How to repair a puncture quickly during a race
Work calmly when changing a tube mid-race. It’s all too easy to get angry, frustrated or panicky, none of which help. And follow these six steps…
Kat Matthews pulled out of Ironman Texas with a devastating mechanical this weekend. Many of us fear a flat tyre mid-race – but while not all can be fixed roadside, here are some tips to help should the worst happen.
A mechanical is surely one of the things most triathletes fear. You’ve done the training, you’re in shape and you’ve avoided injury – only for a problem with your bike to see you out of the race through no fault of your physical fitness. Such was the case for GB’s Kat Matthews at Ironman Texas over the weekend, where a catastrophic puncture saw her having to withdraw from the race.
Posting on Instagram after the event she said:
“I failed to achieve the race I wanted yesterday, but critically, only due to circumstances outside of my control and without any negligence on my or my team’s behalf.
“Today holds dampened spirits for sure, it is a big let down for the year.
“☝️Tomorrow we move on, it could prove to be a positive for the priority races and I can’t wait to find out!”

While Matthews’ bike was beyond repair, many punctures can be fixed during a race and it’s definitely worth all triathletes knowing how to fix their tyres (where possible) as this could be the difference between a bit of time lost (frustrating) and a complete DNF (devastating).
How to fix a puncture
1. Be prepared with all the kit you need on the bike: a spare inner tube, tyre levers and a pump (or a CO2 cartridge with a nozzle adapter). Find our test of the best puncture repair kits here.

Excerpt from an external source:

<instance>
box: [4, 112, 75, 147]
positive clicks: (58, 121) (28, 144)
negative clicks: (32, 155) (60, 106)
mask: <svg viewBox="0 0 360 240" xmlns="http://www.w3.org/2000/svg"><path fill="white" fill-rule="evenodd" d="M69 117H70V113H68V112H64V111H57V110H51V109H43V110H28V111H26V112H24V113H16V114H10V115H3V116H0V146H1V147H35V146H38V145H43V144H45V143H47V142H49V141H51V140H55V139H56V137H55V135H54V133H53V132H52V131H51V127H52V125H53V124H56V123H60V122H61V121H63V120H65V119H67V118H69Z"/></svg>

2. Take the wheel out of the frame and put the bike down safely off the road. If removing the rear wheel first, click the rear derailleur down so that the chain is sitting on the smallest cog. Loosen the quick-release lever on the brake caliper to allow the tyre out of the gap.
3. Remove one side of the tyre from the rim using the tyre levers. Start near to the valve and work away. Leave the tyre half on the rim and check the inner and outer skins for whatever caused the puncture. Remove the foreign object and check again – there could be more than one.

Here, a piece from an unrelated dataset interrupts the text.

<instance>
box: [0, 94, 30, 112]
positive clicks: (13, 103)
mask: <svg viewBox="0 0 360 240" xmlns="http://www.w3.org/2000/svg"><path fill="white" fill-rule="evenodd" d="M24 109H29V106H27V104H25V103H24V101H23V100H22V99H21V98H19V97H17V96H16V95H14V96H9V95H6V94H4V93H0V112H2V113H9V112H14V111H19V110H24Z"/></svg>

4. With all nasties out of the tyre, put a very small amount of air into the tube to stop it twisting and push it into the gap between tyre and rim. Make sure you line the valve up completely straight.

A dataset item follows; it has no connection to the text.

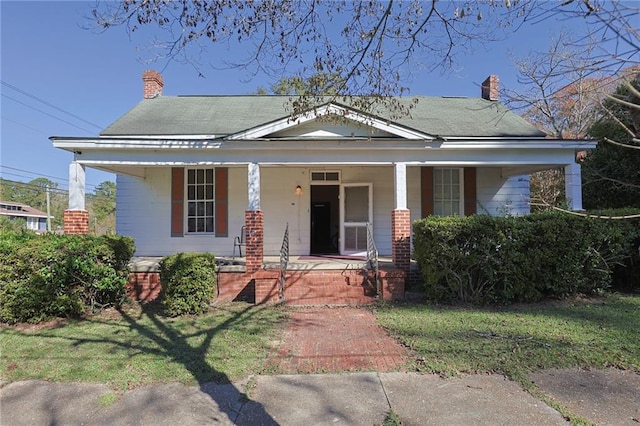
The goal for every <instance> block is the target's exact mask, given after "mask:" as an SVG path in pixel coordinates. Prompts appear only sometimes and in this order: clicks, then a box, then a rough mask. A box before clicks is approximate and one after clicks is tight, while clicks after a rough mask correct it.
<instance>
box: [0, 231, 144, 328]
mask: <svg viewBox="0 0 640 426" xmlns="http://www.w3.org/2000/svg"><path fill="white" fill-rule="evenodd" d="M133 252H134V244H133V240H132V239H131V238H129V237H115V236H111V237H92V236H79V235H54V234H45V235H36V234H34V233H27V232H22V233H13V232H6V233H3V234H2V235H1V236H0V321H2V322H8V323H15V322H39V321H44V320H47V319H50V318H53V317H77V316H80V315H82V314H83V313H84V312H86V311H87V310H89V309H90V310H95V309H96V308H101V307H106V306H114V305H118V304H120V303H121V302H122V300H123V297H124V293H125V285H126V283H127V280H128V267H127V264H128V262H129V259H130V258H131V256H132V255H133Z"/></svg>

5. Push the beading of the tyre back into the rim, starting opposite the valve with two hands working in opposing directions, checking all the time that you are not pinching the tube under the beading.
6. Once the tyre is re-seated correctly, put the wheel back into the bike, securely fasten the quick release and pump the tyre up (or use the CO2 canister). Aim to get the tyre as hard as you can – or to about 100psi if you have a pressure gauge on the pump.